Queensland leadership spill: Opposition Leader Lawrence Springborg dismisses plot report

Queensland Opposition Leader Lawrence Springborg has dismissed reports of an LNP leadership spill, adding any challenger would draw the ire of the partyroom.

Key points:

Speculation of leadership spill within weeks

Reports, ex ministers Tim Nicholls, Tim Mander on unity ticket

Challenge reportedly sparked by changes to election voting rules, which give ALP advantage

Opposition Leader Lawrence Springborg dismisses spill reports

The Sunday Mail has reported former treasurer Tim Nicholls and former housing minister Tim Mander are open to forming a unity ticket, with a challenge to occur within weeks.

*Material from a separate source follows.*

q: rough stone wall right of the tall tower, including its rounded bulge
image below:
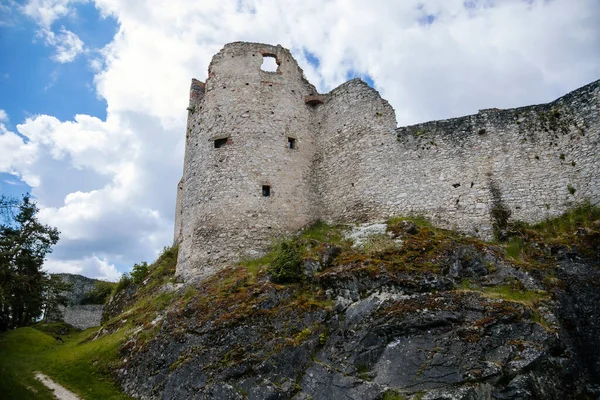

"If there is a small number of people expressing that view then I think it would be met overwhelmingly with and by the ire of my colleagues," he said.

"I don't believe there are any serious moves to that effect.

"I'm very confident that this is not the view held by the greatest majority of my colleagues.

"Indeed, the greatest majority of my colleagues are buoyed by the ascendant position of the LNP over the last six to eight months."

The leadership rumblings were reportedly sparked by Labor's surprise move to scrap 'just vote one' on election days, a move which could hand them an extra eight seats.

The news laws had the support of Katter's Australian Party in the hung parliament, and Mr Springborg has reportedly come under fire for failing to negotiate with the crossbenchers to prevent the them from backing the changes.

Mr Springborg said there had been a range of private members' bills that had gone through Parliament with the support of KAP as a consequence of their discussions.

"But individual political parties do as they do in the Parliament to suit themselves and that's the nature of the Parliament and that's beyond the ability of any other political party to influence," he said.

Last week in Parliament, Labor outmaneuvered the LNP during debate, in what was a see-saw battle for control of the legislative agenda.

While debating a LNP bill to add four more seats in Parliament, Labor managed to force through an amendment to reintroduce compulsory preferential voting.

KAP and independent MPs supported the bill to make voters number all boxes on election day.